Defining the objective function for Optuna with feature selection
"""
n_estimators = trial.suggest_int('n_estimators', 100, 1000)
max_depth = trial.suggest_int('max_depth', 2, 32)
k_best = trial.suggest_int('k_best', 1, X_train.shape[1])
select_k_best = SelectKBest(score_func=f_classif, k=k_best)
preprocessor = ColumnTransformer([('select', select_k_best, X.columns)], remainder='passthrough')
clf = Pipeline(steps=[('preprocessor', preprocessor),
('classifier', RandomForestClassifier(n_estimators=n_estimators, max_depth=max_depth, random_state=42))])
clf.fit(X_train, y_train)
y_pred = clf.predict(X_test)
accuracy = accuracy_score(y_test, y_pred)
trial.set_user_attr('classifier', clf)
return accuracy
Running the Optimization
We create a study and run the optimization process.
# Running the optimization
study = optuna.create_study(study_name='best_features_and_hyperparameters', direction='maximize')
study.optimize(objective, n_trials=50)
# Output: Logs of each trial with accuracy and parameters
Extracting the Best Hyperparameters and Features
After optimization, we extract the best hyperparameters and selected features.
# Extracting the best hyperparameters and selected features
print('Best hyperparameters: ', study.best_params)
best_trial = study.best_trial
selected_features = SelectKBest(score_func=f_classif, k=best_trial.params['k_best']).fit(X_train, y_train)
print('Selected features: ', X.columns[selected_features.get_support()])
# Output: Best hyperparameters and selected features
Preparing the Submission
Finally, we prepare and submit our predictions to Kaggle.
# Load Submission Data
submission_data = pd.read_csv('/kaggle/input/spaceship-titanic/test.csv')

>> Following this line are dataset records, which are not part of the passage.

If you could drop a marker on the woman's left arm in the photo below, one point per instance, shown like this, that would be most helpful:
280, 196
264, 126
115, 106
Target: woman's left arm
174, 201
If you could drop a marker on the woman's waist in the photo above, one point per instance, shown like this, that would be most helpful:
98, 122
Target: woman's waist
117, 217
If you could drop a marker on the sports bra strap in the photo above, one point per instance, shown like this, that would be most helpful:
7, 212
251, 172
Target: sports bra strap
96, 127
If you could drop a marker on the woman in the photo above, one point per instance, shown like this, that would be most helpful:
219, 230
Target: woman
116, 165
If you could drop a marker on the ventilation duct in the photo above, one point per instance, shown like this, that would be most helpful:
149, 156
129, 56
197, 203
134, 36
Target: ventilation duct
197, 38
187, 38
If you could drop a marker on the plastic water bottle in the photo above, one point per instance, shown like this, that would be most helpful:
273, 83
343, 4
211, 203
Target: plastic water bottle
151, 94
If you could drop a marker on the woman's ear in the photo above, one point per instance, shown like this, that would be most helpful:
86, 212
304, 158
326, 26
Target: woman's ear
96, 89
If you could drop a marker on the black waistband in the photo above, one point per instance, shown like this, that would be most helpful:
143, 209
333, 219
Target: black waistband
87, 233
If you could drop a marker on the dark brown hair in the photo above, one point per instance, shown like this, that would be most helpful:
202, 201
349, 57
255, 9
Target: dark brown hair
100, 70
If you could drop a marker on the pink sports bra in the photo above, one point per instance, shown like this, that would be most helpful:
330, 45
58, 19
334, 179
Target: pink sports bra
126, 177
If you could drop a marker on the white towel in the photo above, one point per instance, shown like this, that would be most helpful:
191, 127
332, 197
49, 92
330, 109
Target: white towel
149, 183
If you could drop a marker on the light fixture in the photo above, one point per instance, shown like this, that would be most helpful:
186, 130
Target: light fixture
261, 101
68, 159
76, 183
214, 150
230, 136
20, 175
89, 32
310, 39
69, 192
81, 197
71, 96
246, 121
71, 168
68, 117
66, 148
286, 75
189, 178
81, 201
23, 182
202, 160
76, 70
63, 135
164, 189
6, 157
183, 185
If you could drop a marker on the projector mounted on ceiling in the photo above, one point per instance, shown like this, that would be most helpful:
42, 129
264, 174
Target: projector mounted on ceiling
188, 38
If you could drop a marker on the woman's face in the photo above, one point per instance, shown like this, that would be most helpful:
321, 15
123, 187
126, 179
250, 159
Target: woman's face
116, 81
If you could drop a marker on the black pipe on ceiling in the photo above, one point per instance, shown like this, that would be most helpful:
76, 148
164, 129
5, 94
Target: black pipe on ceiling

# Drop Rows with Missing Values
submission_data.fillna(0, inplace=True)
# Applying the label encoders to the submission data
for column, encoder in oe.items():
submission_data[column] = encoder.transform(submission_data[column].values.reshape(-1, 1))
# Generate Sample Submission
best_clf = best_trial.user_attrs['classifier']
y_pred = best_clf.predict(submission_data)
submission_data['Transported'] = y_pred
# Only keep required columns for submission
submission_data = submission_data[['PassengerId', 'Transported']]
# Save the DataFrame to Kaggle Directory and Upload to Submit
submission_data.to_csv('/kaggle/working/submission.csv', index=False, header=True)
Conclusion
After submitting our predictions to the Kaggle competition, we achieved a score of 79.611% accuracy. This result highlights the effectiveness of using Optuna for hyperparameter optimization and feature selection.
I hope you found this tutorial insightful and valuable. Keep experimenting with different models and hyperparameters to further improve your score. For more detailed information and code snippets, you can refer to the video linked in the description.
Happy coding, and best of luck in your machine learning journey!